Ranking U Examples with Pattern Ensemble (PE). We first discuss ranking the U examples. Previous works [3, 4, 6, 13, 16, 17] have adopted the propagating one-nearest-neighbor (P-1NN) algorithm [21]. P-1NN works in an iterative fashion. In each iteration, the nearest neighbor of the positive labeled (PL) set in the unlabeled (U) set is moved from U to PL. The nearest neighbor of PL in U is defined as the U example with the minimum nearest neighbor distance to PL, i.e.

$$\begin{aligned} NN(PL, U) = {\text {arg min}} \{NNDist(u, PL)\ |\ u \in U\} \end{aligned}$$
(1)

The iterations go on until U is exhausted. The order by which the U examples are added into PL is their rankings.

The problem with previous works is that when obtaining the nearest neighbors, they calculate the distances between entire time series, utilizing all the readings. This makes them susceptible to non-characteristic readings. In contrast, we attempt to actively minimize the interference from non-characteristic shapelet candidates. However, as was discussed in Sect. 1, no existing evaluation metric can effectively estimate the qualities of the candidates under PU settings. Without such prior knowledge, which candidates should we rely on? The answer is surprisingly simple: All of them.

Fig. 3.
figure 3

The workflow of pattern ensemble (PE).

To be specific, we develop the following Pattern Ensemble (PE) technique, whose workflow is shown in Fig. 3. PE adopts a similar iterative process as P-1NN. However, in each iteration of PE, we let each shapelet candidate individually identify the nearest neighbor of PL in U on its orderline (Fig. 4), and vote for it. The U example receiving the most votes is moved to PL. The iterations stop when U is exhausted, and the order by which U examples are moved to PL is their rankings.

Fig. 4.
figure 4

An illustration of finding the nearest neighbor of PL in U on an orderline.
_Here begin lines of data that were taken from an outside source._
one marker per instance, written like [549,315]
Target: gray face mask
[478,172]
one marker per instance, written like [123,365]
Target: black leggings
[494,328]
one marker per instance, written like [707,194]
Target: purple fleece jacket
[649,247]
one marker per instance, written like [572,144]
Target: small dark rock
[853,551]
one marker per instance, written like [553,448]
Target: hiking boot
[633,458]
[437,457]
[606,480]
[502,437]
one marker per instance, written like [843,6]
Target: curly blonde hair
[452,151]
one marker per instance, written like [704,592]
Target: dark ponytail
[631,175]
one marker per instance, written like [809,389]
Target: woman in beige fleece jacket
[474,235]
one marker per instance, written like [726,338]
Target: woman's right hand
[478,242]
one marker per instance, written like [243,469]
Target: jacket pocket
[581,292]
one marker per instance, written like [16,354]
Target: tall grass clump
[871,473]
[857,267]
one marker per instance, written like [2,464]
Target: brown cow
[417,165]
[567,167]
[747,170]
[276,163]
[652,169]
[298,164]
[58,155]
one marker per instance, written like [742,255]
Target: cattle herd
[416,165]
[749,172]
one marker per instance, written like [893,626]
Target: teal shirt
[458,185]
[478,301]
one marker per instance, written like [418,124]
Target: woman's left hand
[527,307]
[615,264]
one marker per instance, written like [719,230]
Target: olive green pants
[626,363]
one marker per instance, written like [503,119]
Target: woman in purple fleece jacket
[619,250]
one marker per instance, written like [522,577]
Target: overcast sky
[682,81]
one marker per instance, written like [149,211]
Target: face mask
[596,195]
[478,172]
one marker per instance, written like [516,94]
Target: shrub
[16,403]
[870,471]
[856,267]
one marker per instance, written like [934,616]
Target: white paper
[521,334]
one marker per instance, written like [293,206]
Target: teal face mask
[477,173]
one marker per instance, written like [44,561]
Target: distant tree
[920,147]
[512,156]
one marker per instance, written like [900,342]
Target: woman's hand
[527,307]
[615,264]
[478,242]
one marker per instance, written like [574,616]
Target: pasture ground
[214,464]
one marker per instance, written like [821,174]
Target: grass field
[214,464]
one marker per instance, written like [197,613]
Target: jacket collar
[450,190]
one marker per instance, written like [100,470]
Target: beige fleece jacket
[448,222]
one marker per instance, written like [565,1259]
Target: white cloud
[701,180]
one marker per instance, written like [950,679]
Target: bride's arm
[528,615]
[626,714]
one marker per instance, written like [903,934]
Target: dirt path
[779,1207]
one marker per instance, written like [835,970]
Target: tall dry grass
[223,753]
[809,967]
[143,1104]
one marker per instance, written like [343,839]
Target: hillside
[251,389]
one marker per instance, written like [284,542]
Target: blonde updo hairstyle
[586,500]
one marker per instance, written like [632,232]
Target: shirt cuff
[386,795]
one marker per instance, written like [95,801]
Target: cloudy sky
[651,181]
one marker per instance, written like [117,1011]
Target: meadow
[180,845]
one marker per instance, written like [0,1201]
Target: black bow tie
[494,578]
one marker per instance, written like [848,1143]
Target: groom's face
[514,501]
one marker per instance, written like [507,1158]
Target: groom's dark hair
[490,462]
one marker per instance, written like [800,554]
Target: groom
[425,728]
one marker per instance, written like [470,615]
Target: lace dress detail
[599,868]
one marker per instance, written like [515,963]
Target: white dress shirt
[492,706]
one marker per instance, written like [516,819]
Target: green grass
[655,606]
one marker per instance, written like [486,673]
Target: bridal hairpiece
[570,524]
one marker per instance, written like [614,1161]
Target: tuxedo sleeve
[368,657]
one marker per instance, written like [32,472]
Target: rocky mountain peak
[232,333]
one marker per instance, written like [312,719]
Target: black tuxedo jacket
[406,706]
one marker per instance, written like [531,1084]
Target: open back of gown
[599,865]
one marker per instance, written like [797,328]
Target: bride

At first glance, PE seems highly unlikely to perform well, especially when the number of non-characteristic patterns significantly exceeds that of characteristic ones. However, note that in many cases, while the non-characteristic patterns do not significantly favor the positive set, they are not significantly biased to the negative set either. This is because non-characteristic readings exist not only in negative examples, but also positive ones. As a result, various non-characteristic patterns can vote for both negative and positive examples, thus cancelling out the effect of each other. On the other hand, the characteristic patterns strongly favor the positive class, ensuring that an actual positive example wins the vote. This effect is illustrated in Fig. 5.

Fig. 5.
figure 5

An illustration of the rationale of pattern ensemble. Here PL contains only one example. While the votes from non-characteristic patterns cancel each other out, the characteristic patterns ensure the correct example is chosen.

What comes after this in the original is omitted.